The winter season has passed and taken its weather with it. Weather happens whether we like it or not, so we grin and bare it. We are blessed in southern California because with weather we most often get to bare it, not  bear it. Ha-ha-yeah!

As you know we have many house guests, our friends and family from Elsewhere, USA. Winter is not the favorite season Elsewhere, so that’s when many visitors come. They are good people, but have sometimes suffered brain freeze…with symptoms such as these absurd jibs and jabs:

  • A college-educated botanist thinking that we had misting rainfall, like clockwork, at 2:30 a.m. Daily. Uhm, that would be our sprinkler system on its automatic timer, an earthly mechanism more precisely timed than God. He has other provenance to train. We in southern California take care of our own.
  • A visitor whimpers because Highway One along the Big Sur coast is shrouded in fog, so that he can’t see the ocean. Uhm, the Pacific Ocean that you want to see apparently doesn’t want to be seen. You see, this enormous body of water is the world’s weather machine. It causes the fog that rises as high as the cliffs and as far as your eye can see – in cahoots with the warm land. It’s called Science and Nature, and Tourism doesn’t run it.
  • A judgmental tourist stating that ‘all that traffic on those awful freeways shouldn’t be allowed’ due to the burnished smog generated to obscure our hilltop view. I turned to him and mildly said, “You drove, didn’t you? Should we start with eliminating your rental vehicle?”
  • A persistently mopey broad daily announced that, because of the overcast June morning skies, it definitely would rain. Every day she was in our home. What a crank! Even when each successive sunny day proved her false, she insisted on her verbal doom and gloom. Thank goodness she packed up her personality and took it home with her. Argh!

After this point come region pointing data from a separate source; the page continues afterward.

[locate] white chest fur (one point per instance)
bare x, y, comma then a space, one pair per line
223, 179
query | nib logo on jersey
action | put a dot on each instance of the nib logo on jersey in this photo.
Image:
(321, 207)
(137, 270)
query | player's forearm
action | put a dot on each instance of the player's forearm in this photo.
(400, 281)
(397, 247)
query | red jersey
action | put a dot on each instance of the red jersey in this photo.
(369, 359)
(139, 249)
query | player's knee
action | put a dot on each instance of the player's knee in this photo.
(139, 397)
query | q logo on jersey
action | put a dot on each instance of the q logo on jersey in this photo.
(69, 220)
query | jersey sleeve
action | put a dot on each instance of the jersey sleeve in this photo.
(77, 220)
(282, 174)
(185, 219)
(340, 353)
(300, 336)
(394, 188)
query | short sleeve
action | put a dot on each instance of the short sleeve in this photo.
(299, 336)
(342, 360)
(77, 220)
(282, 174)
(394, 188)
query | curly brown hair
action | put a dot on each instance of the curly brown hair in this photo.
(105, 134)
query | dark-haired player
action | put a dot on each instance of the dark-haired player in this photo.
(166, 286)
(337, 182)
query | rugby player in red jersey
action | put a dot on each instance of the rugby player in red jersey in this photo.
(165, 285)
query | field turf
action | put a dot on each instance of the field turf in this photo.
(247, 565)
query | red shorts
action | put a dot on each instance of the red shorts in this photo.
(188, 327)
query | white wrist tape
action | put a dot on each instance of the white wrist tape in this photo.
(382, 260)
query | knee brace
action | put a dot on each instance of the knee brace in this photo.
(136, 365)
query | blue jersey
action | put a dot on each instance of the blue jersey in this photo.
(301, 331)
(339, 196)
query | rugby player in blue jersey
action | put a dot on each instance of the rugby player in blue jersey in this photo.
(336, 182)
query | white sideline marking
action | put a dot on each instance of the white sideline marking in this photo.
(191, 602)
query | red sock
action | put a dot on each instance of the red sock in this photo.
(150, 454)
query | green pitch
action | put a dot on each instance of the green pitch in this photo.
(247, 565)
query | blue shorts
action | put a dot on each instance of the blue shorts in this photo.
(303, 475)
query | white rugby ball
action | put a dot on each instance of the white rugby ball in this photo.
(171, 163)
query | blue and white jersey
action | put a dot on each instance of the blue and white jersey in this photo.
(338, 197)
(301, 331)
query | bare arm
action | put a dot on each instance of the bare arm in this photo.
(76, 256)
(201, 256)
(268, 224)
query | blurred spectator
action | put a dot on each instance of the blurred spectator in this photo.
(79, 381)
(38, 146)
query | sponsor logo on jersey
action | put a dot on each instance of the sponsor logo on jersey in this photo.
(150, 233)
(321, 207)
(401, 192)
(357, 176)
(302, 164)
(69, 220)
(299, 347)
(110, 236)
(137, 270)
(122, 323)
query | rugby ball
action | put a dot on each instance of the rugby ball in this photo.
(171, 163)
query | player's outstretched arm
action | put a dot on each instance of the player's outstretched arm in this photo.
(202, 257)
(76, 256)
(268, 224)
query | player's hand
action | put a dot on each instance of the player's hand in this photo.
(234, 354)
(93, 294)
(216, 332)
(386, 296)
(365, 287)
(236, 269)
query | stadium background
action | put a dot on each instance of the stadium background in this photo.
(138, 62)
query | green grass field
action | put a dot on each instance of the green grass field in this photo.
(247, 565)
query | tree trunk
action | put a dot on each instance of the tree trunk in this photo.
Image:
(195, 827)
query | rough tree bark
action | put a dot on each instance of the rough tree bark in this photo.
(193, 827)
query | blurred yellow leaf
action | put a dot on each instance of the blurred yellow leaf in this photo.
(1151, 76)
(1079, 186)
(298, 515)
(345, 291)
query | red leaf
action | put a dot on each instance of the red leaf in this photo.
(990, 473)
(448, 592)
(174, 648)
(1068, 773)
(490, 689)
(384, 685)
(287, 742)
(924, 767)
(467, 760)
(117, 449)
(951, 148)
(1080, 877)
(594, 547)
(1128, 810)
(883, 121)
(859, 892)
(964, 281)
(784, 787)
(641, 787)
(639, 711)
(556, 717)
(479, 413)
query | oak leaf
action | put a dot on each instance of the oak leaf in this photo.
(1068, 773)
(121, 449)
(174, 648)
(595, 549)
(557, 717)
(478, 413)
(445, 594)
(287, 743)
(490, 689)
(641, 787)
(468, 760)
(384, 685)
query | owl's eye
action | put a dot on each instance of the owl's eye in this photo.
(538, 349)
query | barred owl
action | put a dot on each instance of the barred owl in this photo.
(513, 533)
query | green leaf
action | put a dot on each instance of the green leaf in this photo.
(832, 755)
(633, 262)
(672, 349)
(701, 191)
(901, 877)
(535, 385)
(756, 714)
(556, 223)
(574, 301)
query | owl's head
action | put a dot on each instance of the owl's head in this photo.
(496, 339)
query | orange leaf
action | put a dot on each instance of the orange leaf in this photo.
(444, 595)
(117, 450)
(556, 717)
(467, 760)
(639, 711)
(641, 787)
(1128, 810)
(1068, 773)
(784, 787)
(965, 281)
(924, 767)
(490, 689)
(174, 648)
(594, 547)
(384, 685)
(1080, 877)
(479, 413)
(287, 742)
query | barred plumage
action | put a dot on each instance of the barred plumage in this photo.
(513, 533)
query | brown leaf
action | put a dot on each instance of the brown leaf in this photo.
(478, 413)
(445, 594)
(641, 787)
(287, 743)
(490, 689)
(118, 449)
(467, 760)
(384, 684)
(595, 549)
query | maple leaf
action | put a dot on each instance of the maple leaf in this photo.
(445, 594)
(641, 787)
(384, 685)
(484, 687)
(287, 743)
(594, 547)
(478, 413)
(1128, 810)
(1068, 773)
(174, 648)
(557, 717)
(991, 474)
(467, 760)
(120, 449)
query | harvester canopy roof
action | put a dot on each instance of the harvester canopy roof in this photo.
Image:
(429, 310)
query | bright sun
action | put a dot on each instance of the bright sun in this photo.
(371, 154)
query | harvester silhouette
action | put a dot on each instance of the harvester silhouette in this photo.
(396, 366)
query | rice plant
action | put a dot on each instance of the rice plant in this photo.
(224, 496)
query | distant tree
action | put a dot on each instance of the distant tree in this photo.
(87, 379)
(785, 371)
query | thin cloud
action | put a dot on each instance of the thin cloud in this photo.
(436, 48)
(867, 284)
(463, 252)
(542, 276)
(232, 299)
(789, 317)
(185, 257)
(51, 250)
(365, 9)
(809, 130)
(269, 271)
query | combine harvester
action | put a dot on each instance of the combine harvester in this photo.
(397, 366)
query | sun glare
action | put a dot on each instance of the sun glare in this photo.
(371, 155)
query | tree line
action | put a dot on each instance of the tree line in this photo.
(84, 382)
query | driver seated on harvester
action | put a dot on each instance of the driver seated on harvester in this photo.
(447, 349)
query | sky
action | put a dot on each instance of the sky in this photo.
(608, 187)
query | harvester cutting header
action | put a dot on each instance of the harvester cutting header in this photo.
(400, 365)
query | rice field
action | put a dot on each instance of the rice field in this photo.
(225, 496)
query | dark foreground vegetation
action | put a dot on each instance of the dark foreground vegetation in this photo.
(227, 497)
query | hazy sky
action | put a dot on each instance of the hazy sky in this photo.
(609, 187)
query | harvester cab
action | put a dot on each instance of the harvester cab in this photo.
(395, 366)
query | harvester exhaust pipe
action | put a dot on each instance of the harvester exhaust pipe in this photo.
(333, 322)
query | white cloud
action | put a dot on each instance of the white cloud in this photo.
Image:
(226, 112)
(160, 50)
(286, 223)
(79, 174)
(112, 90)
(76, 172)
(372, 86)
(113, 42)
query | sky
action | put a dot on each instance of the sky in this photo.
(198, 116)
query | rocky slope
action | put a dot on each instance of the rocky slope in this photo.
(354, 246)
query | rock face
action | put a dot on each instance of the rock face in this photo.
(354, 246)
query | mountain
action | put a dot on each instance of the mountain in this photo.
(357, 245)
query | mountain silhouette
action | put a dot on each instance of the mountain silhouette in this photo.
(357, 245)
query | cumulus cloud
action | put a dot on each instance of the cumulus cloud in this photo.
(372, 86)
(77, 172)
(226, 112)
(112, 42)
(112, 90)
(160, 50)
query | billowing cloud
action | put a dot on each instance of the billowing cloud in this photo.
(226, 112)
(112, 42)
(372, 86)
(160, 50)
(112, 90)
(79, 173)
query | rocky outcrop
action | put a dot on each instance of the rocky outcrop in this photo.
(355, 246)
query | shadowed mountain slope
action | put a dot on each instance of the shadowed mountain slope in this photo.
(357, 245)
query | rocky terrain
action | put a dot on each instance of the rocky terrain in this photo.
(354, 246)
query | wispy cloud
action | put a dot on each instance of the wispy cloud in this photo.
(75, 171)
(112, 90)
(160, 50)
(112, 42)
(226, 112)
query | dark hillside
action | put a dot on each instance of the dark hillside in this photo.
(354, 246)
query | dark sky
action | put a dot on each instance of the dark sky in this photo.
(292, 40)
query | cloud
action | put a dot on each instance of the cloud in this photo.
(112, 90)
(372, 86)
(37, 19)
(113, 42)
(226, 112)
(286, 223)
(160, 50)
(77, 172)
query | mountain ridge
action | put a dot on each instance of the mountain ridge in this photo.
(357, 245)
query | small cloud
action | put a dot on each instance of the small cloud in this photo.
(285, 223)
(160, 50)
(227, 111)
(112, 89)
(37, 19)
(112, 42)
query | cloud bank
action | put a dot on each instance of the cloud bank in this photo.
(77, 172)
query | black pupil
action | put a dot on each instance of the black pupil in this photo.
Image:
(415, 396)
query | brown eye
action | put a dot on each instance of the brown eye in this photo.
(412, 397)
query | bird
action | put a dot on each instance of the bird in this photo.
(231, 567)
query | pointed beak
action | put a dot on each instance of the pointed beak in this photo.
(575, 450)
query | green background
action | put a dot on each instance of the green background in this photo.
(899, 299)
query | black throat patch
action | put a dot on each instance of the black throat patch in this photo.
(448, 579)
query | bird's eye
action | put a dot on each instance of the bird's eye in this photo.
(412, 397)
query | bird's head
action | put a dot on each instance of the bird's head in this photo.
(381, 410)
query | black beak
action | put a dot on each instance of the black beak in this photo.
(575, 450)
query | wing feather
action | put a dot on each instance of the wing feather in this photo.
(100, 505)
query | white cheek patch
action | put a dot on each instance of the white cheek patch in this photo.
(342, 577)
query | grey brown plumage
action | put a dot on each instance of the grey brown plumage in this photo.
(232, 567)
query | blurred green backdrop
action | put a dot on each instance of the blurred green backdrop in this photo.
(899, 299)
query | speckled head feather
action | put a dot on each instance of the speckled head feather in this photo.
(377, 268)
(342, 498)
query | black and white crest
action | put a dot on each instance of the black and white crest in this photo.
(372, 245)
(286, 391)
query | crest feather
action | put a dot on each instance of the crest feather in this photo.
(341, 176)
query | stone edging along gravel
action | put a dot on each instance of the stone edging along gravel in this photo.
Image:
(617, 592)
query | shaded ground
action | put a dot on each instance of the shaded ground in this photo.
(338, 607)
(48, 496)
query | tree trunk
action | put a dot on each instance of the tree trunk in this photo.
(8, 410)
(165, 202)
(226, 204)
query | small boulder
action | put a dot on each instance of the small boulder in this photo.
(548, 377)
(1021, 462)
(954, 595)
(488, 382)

  • A Midwestern visitor complaining of the rain that fell in buckets outside our home, spoiling her entitlement for sunshine…while watching the TV news-and-weather  display how the Jet Stream had dipped down from Canada and transformed our rainy abundance – across the mountains and plains into a snow blizzard in her hometown –
  • Demanding floral tourists complaining that fog made it difficult to see the Rose Parade floats aligned in the park the day after the parade. Parade day had, as usual, been brilliantly sunny with a bowl of blue sky abundant for anyone. Later my friend, Kay, told me that I should have empathized, saying “you’ll like your weather better when you get home”… They endured a month long barrage of sleet, black ice, and blizzards with occasional road fog ‘back home again in Indiana’. It was Nature’s revenge for bad-natured house guests, donchatink?